The love triangle between trapeze artists Sebastian and Holly and circus director Brad (the iconic Charlton Heston) was a bit contrived, and a lot of the banter between the circus performers in general felt bloated and unnecessary, but when DeMille puts on a show, he really Puts On A Show. Long, outlandish segments showing every aspect of the Ringling Brothers & Barnum and Bailey Circus are delightful and often enthralling. As with the similarly over-the-top Great Ziegfeld, many complex stunt sequences (most of them involving elephants and trapezes) left me wondering, "How the hell did they do that?" Side plots involving a gang of thieves, a 10-year old murder mystery, as well as artfully composed shots of awed audience members watching the circus gave the film a depth I wasn't expecting. Certainly, DeMille fetishizes the heart-stopping spectacle of the circus, but he also sheds a cynical light on the ego, recklessness, and utter greed that drive the ridiculous circus industry in the first place.

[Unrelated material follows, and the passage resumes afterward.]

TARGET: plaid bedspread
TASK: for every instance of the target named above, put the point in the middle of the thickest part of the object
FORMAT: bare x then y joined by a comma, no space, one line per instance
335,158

This movie takes us back to a time before the WWF and CGI popcorn epics and monster truck rallies, when entertainment was more "wholesome" but no less dramatic or riveting. So, visually, it's a major success that rivals any of DeMille's other gigantic blockbusters (Ten Commandments, Cleopatra, etc.). But somehow, in the midst of the explosive big budget flair, DeMille actually succeeds -- and many people will mock me for thinking this -- in giving us meaningful characters whose sad, tormented fates we actually begin to care about. While the film is inarguably too long for its own good, every storyline comes to a natural conclusion, and we're spared no heartbreak as one of our favorite characters is led off to prison, one hobbles around with a newly-crippled arm, one weak from an emergency blood transfusion, and the whole circus torn to shreds by the deeds of two truly bad guys.

This movie's win most closely mirrors Titanic's grand year. Faced with some cerebral masterpieces (High Noon, L.A. Confidential, The Quiet Man, and Good Will Hunting), the Academy fell head over heels for an elaborate circus of a movie. It may just be my good mood, but I'm giving this one a truly unexpected 7/10. I'll regret that later, but for now, it feels right.